Navigating both frameworks
For a business at this intersection, the practical task is to navigate both frameworks together. This means registering and complying as required under the DSHS consumable hemp program and following TABC’s rules for licensees selling hemp, treating the two as complementary obligations. Because this is an evolving area, a dual seller also needs to stay alert to changes from either agency, as both have been active in shaping the current rules.
Consider a convenience store that holds a TABC license to sell beer and wine and also wants to sell consumable hemp products. The store must comply with the DSHS framework for consumable hemp, including registering its location and following the product rules, and it must also follow TABC’s rules for its licensees on hemp sales, such as verifying identification and not selling to those under 21. By recognizing that both DSHS and TABC have a say, the store complies with both rather than assuming one regulator covers everything. A store that addressed only the DSHS side, forgetting its TABC obligations as a licensee, would be exposed despite its good-faith effort.
The throughline is that authority over consumable hemp in Texas is divided, with DSHS administering the core consumable hemp program and TABC regulating its alcohol licensees who also sell hemp, so businesses that sell both alcohol and hemp must comply with both frameworks. Because the two agencies address the products from different angles and the area is evolving, a dual seller must navigate both sets of rules and stay alert to ongoing changes.

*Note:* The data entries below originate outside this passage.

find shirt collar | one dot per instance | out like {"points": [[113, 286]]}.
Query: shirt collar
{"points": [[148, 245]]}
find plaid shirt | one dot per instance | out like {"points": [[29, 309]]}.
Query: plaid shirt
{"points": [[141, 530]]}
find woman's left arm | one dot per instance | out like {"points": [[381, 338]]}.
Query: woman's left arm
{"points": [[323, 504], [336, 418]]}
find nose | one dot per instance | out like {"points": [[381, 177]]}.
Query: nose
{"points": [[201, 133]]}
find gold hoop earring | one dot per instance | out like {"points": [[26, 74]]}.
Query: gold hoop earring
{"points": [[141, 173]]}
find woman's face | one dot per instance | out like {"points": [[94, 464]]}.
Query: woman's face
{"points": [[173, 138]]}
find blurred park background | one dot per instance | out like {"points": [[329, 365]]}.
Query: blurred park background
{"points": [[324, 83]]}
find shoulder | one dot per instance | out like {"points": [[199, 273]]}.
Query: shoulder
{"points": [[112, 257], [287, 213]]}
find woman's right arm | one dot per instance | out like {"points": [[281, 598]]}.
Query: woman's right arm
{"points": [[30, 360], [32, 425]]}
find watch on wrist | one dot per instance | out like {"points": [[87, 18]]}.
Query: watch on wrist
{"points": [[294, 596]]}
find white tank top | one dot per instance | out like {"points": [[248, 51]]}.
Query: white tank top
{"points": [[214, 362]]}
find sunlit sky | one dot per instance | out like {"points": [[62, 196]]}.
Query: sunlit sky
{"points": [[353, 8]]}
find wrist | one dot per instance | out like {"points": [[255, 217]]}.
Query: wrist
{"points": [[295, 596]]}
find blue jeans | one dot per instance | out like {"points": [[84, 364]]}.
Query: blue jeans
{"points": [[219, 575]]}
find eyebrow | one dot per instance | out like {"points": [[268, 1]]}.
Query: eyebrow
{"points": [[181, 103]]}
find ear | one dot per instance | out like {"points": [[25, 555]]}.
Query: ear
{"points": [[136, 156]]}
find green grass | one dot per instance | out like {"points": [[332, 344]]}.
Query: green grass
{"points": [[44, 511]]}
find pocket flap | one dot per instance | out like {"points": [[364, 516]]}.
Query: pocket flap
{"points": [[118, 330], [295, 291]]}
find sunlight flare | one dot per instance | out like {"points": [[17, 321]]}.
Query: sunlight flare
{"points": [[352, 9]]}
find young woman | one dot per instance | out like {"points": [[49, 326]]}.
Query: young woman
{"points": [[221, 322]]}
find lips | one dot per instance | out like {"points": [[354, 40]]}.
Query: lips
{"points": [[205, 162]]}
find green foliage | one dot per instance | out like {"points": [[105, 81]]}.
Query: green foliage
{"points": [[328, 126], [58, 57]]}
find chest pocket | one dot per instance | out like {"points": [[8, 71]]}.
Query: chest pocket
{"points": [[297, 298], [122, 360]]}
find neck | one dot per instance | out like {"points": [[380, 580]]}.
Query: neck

The safest posture is to assume that both regulators have something to say and to confirm compliance with each, rather than hoping one framework covers the whole picture.
Frequently Asked Questions
Which agency regulates consumable hemp in Texas?
Both DSHS and TABC have roles. The Department of State Health Services administers the core consumable hemp program, including registration and product rules, while TABC regulates its alcohol licensees who also sell hemp. A business may answer to one or both depending on whether it holds a TABC license in addition to selling hemp.
Why does TABC have authority over hemp if DSHS runs the program?
Because many hemp sellers also hold TABC alcohol licenses, and TABC has authority over its licensees. TABC has adopted rules applying to its license holders’ hemp sales, such as age and ID requirements, so an alcohol-licensed business answers to TABC for how it handles those sales in addition to the DSHS framework.
What does the overlap mean for a business that sells both alcohol and hemp?
It must comply with both frameworks. Such a business sits at the intersection of both agencies’ authority, so it must follow the DSHS consumable hemp program and TABC’s rules for licensees selling hemp, satisfying each rather than choosing one. Overlooking either agency’s requirements is a risk, so dual sellers must navigate both.
This article is general information about agency authority over hemp products. It is not legal advice and does not create an attorney-client relationship. This is an evolving area and the rules can change. Anyone selling consumable hemp should confirm current requirements with the relevant Texas authorities or a qualified attorney.